Tips - Applying for an apprenticeship
Many apprenticeships are in big demand so don't assume that you'll definitely get the placement you're after. Here are some top tips to help you.
Tips for applying
Concentrate on the application
Apprenticeship vacancies often attract high numbers of applicants. Your application needs to stand out – but for the right reasons. Before submitting any application, make sure that you check what you have written carefully. Sloppy mistakes like spelling mistakes or poor punctuation will quickly mark you out, but for all the wrong reasons.
Include all your details
There is nothing more frustrating for an employer than receiving a promising application that does not include relevant contact details. Make sure that your phone number is on every application, and that it is stored on your profile on the National Apprenticeship Service website. This will help employers get in touch more quickly.
Although apprenticeships are a great way of learning new things, vacancies will often require you to have a range of existing skills. Make sure that you are honest in your applications. If a vacancy is completely outside your skill set, it is probably not worth applying. Don’t panic – something suitable will turn up!

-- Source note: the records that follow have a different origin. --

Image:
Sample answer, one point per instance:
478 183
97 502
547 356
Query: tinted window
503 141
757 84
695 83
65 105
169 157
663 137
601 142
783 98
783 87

Play on your strengths in your application. What is it that makes you unique? Why are you the best suited person to this role? Make sure you explain why you are interested in the role, and how you think you can contribute to the company and what skills you have. Do the Careerpilot Pre-16 or Post 16 Skills Map to find out what skills you have. Use the 'Courses and Jobs' section to help you think about the best skills for you to promote for the apprenticeship you are looking for.
Think about contact methods
Think about how an employer might contact you. If you are providing an email address, consider setting one up that is just your name. Novelty email addresses look unprofessional and will cast your application in a poor light. Similarly, make sure that you have an appropriate message on your voicemail. Also if you have submitted an application it is likely that an employer will phone you up so make sure you answer your phone, check messages and return calls.
Think about how you use social networking sites
Facebook, Twitter and other sites are not just used by you and your friends. Employers use social networking information to screen job applicants. Research shows that young people aged 16-24 sometimes lose potential job offers because of comments or pictures on their online and social media profiles. Make sure you set privacy settings on all your social media sites.